The last time he hit you was the last time he was going to hit you. You called the cops. You didn’t have to say much, your bruises said enough. You got a TPO, temporary protective order against him. He was prohibited from being within 500 yards of you or the boys. Finally, with enough courage, enough recovery and enough encouragement from your friends, you filed for divorce. He sure wasn’t happy about it but with a protective order there wasn’t much he could do (at least not without going to jail for a very long time). He settled with you. You got primary custody. You got support. He got visitation. Hooray, your troubles were over.

But life didn’t become like a box of chocolates. He’s no less kind as an ex than he was as a husband. He doesn’t hit you anymore. He doesn’t threaten you with physical harm anymore but he finds new ways to torture you. He calls DFCS from time to time, contending that you are mistreating the boys. Sure, they find nothing but the intrusion, the hassle is what he wants. He constantly tells you that you are a terrible mother. He tells the boys to let you know that he is taking them to dinner when it isn’t his night. He tells the boys that he is taking them to the Bahamas for vacation when you can hardly afford take them to Six Flags. He buys them minibikes and go carts. He never fails to teach the boys how real men should treat women. The boys learn his lessons a little too well.

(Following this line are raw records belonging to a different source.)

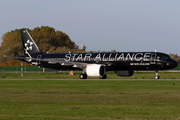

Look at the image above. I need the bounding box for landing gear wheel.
[99,74,107,79]
[79,74,87,79]
[155,76,160,79]
[155,71,160,79]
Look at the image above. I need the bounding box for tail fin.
[20,29,42,56]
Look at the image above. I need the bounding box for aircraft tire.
[99,74,107,79]
[155,76,160,79]
[79,74,87,79]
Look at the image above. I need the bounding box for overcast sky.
[0,0,180,55]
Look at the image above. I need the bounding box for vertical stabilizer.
[20,29,41,56]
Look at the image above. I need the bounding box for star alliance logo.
[24,39,33,50]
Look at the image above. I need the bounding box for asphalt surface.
[0,78,180,81]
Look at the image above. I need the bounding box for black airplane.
[4,29,178,79]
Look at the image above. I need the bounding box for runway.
[0,78,180,81]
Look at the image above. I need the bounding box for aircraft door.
[150,53,157,64]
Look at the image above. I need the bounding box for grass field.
[0,72,180,79]
[0,80,180,120]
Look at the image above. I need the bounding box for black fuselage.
[19,52,177,71]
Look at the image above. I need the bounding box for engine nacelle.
[86,64,106,77]
[115,71,134,77]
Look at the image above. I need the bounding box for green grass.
[0,72,180,79]
[0,80,180,120]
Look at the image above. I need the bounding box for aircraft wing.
[3,55,90,68]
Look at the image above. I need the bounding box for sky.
[0,0,180,55]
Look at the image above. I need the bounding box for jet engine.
[86,64,106,77]
[115,71,134,77]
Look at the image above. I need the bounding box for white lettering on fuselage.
[64,52,155,62]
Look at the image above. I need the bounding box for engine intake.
[86,64,106,77]
[115,71,134,77]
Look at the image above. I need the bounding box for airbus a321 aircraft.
[4,29,178,79]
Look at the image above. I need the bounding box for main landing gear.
[79,73,87,79]
[155,70,160,79]
[79,73,107,79]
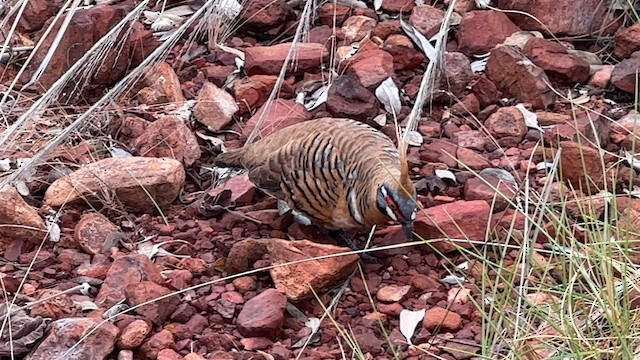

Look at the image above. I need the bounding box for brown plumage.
[215,118,416,235]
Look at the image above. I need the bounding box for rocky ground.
[0,0,640,360]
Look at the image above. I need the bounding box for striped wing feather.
[216,118,400,229]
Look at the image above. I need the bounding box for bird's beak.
[402,221,413,240]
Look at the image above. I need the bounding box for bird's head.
[376,181,417,239]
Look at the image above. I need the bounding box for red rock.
[140,330,175,360]
[13,0,61,33]
[242,99,311,139]
[145,62,185,107]
[611,51,640,94]
[124,281,180,326]
[96,254,163,308]
[422,306,462,332]
[376,284,411,302]
[613,23,640,59]
[382,42,427,72]
[267,239,359,301]
[376,303,404,316]
[244,43,329,75]
[456,147,490,170]
[458,10,520,56]
[420,139,458,169]
[409,5,444,38]
[317,2,351,27]
[451,94,480,116]
[345,50,394,89]
[411,274,442,292]
[454,130,487,151]
[29,318,119,360]
[486,45,556,109]
[342,15,376,45]
[29,289,76,320]
[523,37,589,84]
[225,239,270,275]
[371,20,402,40]
[470,74,502,107]
[236,289,287,340]
[440,51,474,98]
[200,64,236,87]
[495,0,615,36]
[193,82,239,131]
[414,200,491,253]
[544,112,611,147]
[233,75,294,113]
[558,141,603,192]
[156,349,182,360]
[73,213,124,255]
[464,176,517,211]
[484,107,528,147]
[240,337,273,351]
[326,76,380,121]
[118,320,151,349]
[589,65,615,89]
[240,0,293,28]
[0,185,46,251]
[131,116,202,166]
[232,276,256,293]
[381,0,416,14]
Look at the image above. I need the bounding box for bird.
[214,118,417,253]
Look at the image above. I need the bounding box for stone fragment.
[44,157,185,212]
[27,318,119,360]
[193,82,239,131]
[73,213,124,255]
[486,46,556,109]
[131,116,202,166]
[96,254,163,308]
[244,43,329,76]
[266,239,359,301]
[458,10,520,56]
[236,289,287,340]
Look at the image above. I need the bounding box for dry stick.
[0,0,230,187]
[245,0,314,145]
[0,0,149,150]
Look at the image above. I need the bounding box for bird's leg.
[328,230,381,264]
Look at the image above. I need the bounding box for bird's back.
[216,118,401,229]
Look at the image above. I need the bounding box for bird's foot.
[329,230,382,264]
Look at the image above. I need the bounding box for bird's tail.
[213,150,242,168]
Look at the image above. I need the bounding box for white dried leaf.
[440,275,465,285]
[400,309,426,345]
[304,85,331,111]
[15,180,31,196]
[471,58,489,72]
[73,300,98,311]
[375,77,402,117]
[436,169,457,182]
[536,161,553,170]
[45,219,61,242]
[108,145,133,158]
[0,158,11,171]
[516,104,544,132]
[304,318,320,334]
[405,130,424,146]
[447,286,471,304]
[624,150,640,171]
[151,16,176,32]
[373,114,387,126]
[400,17,440,61]
[479,168,517,184]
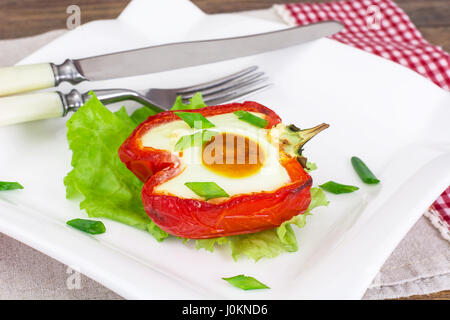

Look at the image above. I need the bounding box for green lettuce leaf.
[64,94,168,241]
[196,188,329,261]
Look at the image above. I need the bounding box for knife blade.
[0,21,344,96]
[74,21,343,80]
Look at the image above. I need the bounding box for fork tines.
[177,66,272,105]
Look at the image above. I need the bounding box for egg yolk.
[202,133,264,178]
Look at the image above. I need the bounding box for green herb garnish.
[222,274,270,290]
[174,130,218,151]
[305,161,317,172]
[0,181,23,191]
[234,110,268,128]
[351,157,380,184]
[184,182,229,200]
[319,181,359,194]
[175,111,215,129]
[67,219,106,234]
[170,92,206,110]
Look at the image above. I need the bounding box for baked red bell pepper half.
[119,101,328,239]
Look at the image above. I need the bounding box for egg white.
[141,113,290,199]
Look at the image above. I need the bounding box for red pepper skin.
[119,101,312,239]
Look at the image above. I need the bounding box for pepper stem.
[279,123,329,162]
[298,123,330,148]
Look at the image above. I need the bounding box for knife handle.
[0,92,66,126]
[0,59,86,96]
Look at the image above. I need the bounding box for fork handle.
[0,92,65,126]
[0,59,86,96]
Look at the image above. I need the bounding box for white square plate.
[0,0,450,299]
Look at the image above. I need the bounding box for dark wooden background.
[0,0,450,299]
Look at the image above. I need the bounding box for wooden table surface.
[0,0,450,299]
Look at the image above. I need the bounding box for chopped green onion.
[170,92,206,110]
[222,274,270,290]
[234,110,268,128]
[0,181,23,191]
[175,111,215,129]
[319,181,359,194]
[352,157,380,184]
[184,182,229,200]
[67,219,106,234]
[174,130,218,151]
[305,161,317,172]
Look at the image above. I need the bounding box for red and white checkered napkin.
[274,0,450,241]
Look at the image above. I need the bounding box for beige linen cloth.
[0,30,450,299]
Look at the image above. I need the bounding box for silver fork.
[0,66,272,125]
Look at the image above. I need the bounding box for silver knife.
[0,21,344,96]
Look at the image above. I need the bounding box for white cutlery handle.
[0,92,65,126]
[0,63,55,96]
[0,59,86,97]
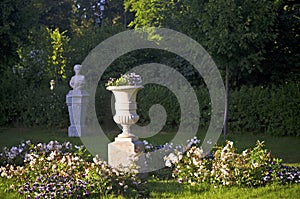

As the boys become young men, he makes his move. He asks your oldest, does he want a truck? Would his girlfriend like to sleep over? “How’s that beer? Want another?” “Wouldn’t it be great if you boys could just live here all the time?”

That dark cloud that you divorced doesn’t go away. It lingers. It regroups. It gathers strength and waits for the perfect moment to storm on you again.

Fortunately, if there is fortune in this story, even clouds behave predictably. Their lightening strikes can be anticipated and thwarted but it takes knowledge, a plan and action every step of the way so that their day of retribution never forms and like the bright sun burning down on a dark, storm cloud, their sinister plans dry up and disappear.

Protect yourself from the ever-present dark cloud. Protect your children. You can. You must.